While Wonder Woman was widely liked (here’s our positive review), there’s widespread agreement that it had a disappointing end. Beware of spoilers, we’ll be talking about it head-on.

Diana, princess of Themyscira, has one mission in the world of men (currently suffering through the spasms of the first World War): kill Ares and end war forever. She quickly becomes convinced the German General Ludendorff (Danny Huston) is Ares in disguise, sabotaging the imminent armistice with chemical weapons provided by Dr. “Poison” Maru (a spectacular Elena Anaya). But if you’ve ever seen a movie before, you have probably already guessed Wonder Woman has been deceived. And there’s really only one other character who could fit the part: Sir Patrick Morgan (David Thewlis), a British Imperial War Cabinet member who helps Diana and Steve Trevor get to the front lines of the war to confront Ludendorff.

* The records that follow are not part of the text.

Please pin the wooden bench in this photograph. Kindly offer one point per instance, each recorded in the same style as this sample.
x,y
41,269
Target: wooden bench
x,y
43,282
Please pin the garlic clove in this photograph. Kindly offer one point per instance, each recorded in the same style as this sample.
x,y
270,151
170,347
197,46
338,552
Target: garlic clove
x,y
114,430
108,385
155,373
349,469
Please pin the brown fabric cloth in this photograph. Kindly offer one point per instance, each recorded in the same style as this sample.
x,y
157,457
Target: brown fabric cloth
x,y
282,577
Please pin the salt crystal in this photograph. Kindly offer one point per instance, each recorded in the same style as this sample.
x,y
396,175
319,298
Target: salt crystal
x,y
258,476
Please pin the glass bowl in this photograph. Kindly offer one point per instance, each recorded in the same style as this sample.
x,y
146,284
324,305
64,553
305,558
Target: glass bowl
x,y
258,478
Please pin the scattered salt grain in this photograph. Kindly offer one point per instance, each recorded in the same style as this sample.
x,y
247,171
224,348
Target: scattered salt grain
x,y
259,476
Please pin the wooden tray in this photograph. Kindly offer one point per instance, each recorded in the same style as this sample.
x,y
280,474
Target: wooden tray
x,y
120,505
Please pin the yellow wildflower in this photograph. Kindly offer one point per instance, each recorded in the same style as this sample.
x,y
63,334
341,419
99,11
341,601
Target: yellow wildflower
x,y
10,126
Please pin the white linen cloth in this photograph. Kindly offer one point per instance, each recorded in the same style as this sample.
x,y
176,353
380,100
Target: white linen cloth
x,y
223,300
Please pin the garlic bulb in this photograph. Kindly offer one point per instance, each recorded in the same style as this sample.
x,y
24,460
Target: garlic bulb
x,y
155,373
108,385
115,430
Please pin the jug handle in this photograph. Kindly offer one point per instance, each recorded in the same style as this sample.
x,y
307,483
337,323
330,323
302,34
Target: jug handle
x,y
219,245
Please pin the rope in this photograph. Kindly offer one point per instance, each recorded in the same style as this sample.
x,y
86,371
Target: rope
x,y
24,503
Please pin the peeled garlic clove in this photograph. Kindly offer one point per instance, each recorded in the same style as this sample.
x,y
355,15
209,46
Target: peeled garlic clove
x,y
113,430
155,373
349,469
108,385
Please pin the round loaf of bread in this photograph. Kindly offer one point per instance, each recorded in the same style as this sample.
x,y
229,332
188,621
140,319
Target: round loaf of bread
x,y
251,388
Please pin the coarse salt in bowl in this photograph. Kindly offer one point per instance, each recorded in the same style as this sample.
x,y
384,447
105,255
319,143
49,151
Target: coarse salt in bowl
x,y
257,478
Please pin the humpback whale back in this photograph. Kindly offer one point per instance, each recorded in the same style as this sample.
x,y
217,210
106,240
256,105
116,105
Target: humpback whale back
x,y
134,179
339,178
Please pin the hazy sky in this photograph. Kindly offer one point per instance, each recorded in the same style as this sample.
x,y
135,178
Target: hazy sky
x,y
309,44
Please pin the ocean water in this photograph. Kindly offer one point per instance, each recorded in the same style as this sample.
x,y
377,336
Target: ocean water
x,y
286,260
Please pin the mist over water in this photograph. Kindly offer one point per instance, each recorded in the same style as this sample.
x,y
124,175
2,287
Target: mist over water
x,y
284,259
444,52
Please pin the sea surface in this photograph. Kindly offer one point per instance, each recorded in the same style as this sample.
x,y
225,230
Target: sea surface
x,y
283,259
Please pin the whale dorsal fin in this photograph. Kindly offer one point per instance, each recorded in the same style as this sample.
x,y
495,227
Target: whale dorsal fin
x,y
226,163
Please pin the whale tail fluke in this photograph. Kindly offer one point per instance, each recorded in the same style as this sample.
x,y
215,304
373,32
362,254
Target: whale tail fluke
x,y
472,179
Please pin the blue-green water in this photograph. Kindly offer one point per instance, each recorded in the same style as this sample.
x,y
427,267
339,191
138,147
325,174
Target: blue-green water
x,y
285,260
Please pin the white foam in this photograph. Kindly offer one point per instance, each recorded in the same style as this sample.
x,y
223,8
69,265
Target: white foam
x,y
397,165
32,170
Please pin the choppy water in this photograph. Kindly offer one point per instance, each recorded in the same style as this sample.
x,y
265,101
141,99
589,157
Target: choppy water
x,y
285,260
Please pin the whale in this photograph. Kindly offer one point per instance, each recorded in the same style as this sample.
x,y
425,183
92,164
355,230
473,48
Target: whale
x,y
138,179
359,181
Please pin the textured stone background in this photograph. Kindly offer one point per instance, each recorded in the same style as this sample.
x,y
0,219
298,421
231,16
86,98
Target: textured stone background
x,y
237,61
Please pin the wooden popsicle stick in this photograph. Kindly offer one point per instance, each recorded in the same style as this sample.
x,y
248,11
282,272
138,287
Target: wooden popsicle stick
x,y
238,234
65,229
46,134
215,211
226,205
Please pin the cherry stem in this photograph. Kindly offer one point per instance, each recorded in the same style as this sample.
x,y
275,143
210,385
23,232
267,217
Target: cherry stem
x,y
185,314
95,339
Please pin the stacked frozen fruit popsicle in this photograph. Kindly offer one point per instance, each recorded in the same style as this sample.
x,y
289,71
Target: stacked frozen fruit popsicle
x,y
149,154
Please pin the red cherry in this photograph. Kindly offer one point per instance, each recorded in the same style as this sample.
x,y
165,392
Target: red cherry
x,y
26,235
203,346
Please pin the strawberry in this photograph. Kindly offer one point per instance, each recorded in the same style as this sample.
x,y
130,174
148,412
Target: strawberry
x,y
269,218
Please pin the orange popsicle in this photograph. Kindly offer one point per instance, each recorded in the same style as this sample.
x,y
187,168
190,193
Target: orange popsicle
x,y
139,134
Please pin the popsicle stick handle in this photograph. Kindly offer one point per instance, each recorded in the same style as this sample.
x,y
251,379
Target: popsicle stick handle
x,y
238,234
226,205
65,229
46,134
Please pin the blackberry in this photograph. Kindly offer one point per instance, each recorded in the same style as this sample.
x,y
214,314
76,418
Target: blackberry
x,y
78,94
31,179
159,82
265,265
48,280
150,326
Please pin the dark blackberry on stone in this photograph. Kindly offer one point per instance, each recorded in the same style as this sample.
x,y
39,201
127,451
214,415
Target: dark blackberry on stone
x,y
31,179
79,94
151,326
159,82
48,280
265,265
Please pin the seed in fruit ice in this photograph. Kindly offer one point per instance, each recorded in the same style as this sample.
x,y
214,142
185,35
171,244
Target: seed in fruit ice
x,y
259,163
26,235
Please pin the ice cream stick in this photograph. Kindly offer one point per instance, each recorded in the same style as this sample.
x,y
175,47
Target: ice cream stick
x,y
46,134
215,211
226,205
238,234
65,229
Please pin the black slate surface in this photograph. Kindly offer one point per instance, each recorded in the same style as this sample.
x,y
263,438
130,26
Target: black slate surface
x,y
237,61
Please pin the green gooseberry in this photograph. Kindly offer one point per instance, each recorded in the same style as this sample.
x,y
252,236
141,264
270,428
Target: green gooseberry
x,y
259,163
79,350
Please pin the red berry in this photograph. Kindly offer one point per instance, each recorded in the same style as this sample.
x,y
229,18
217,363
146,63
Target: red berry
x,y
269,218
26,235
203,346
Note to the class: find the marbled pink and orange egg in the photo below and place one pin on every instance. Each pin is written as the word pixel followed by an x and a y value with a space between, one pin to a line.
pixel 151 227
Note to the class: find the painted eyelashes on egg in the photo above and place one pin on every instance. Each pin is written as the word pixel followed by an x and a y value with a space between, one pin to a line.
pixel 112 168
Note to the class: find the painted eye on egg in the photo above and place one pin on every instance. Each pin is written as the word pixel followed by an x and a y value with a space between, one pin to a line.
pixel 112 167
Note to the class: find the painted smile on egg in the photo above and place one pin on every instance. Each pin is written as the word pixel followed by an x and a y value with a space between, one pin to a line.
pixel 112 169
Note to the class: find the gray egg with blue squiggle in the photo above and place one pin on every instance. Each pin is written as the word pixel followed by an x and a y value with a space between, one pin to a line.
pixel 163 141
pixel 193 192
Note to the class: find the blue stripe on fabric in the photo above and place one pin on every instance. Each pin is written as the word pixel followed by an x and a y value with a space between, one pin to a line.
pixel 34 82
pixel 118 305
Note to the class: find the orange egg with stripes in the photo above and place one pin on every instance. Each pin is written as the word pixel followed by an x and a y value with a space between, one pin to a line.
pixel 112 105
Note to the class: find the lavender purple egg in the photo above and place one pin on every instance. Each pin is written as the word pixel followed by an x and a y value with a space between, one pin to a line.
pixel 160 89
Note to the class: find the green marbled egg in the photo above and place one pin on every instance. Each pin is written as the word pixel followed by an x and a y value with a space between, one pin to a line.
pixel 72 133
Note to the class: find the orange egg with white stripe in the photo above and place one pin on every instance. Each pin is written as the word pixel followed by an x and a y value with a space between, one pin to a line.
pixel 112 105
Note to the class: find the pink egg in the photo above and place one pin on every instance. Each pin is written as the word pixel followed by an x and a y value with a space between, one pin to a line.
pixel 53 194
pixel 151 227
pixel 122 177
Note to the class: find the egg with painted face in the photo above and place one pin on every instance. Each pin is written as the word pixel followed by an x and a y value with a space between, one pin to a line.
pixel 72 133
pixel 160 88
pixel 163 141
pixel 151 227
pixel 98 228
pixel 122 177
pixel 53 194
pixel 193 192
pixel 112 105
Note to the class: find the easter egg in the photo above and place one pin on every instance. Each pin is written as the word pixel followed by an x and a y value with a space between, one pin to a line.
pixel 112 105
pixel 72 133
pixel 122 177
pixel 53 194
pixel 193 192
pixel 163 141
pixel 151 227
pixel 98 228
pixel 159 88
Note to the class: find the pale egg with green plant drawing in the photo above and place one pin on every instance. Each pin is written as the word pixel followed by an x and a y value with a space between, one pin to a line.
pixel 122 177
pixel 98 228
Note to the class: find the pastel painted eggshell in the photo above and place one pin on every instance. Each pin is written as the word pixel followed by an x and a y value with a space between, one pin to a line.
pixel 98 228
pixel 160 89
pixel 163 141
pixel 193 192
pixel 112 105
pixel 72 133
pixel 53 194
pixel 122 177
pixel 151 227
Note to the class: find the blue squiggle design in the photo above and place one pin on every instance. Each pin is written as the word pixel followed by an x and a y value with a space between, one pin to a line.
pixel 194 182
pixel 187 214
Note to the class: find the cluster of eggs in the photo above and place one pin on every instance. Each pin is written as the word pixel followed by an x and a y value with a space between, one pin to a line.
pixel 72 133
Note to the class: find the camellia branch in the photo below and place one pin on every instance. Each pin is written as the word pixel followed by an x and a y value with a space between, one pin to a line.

And indeed, at the very end, after Wonder Woman has killed Ludendorff, Sir Patrick reveals himself as Ares. He is not the cause of war, Ares explains to Wonder Woman, he’s just heightening the tensions between humans — the darkness is within them, not him. And wouldn’t it be better if Diana and him, a god and goddess, wiped away this human stain and returned nature to the paradisal time before humanity's creation, when only perfect beings populated the green Earth? Diana, disappointed to discover that killing Ares won’t mean an end to human evil, nevertheless chooses to fight back, embracing humanity in its imperfections.

“It’s about what you believe,” Wonder Woman says at the end of the movie, having learned many lessons in the decades since World War I, “And I believe in love. Only love will truly save the world.” It’s not a bad theme for a superhero movie (certainly better than the cancerous cynicism of Batman v Superman), but there was a great deal about the final act execution that left viewers wanting. Some called it rushed. I’d call it a steaming pile of CGI goo, which sheds the relatively imaginative imagery of a dapper English nerd throwing around missiles like a malevolent Mary Poppins for the typical armored, faceless video game boss (the flashback cutaway to a computer-buffed, shirtless Thewlis is especially laughable).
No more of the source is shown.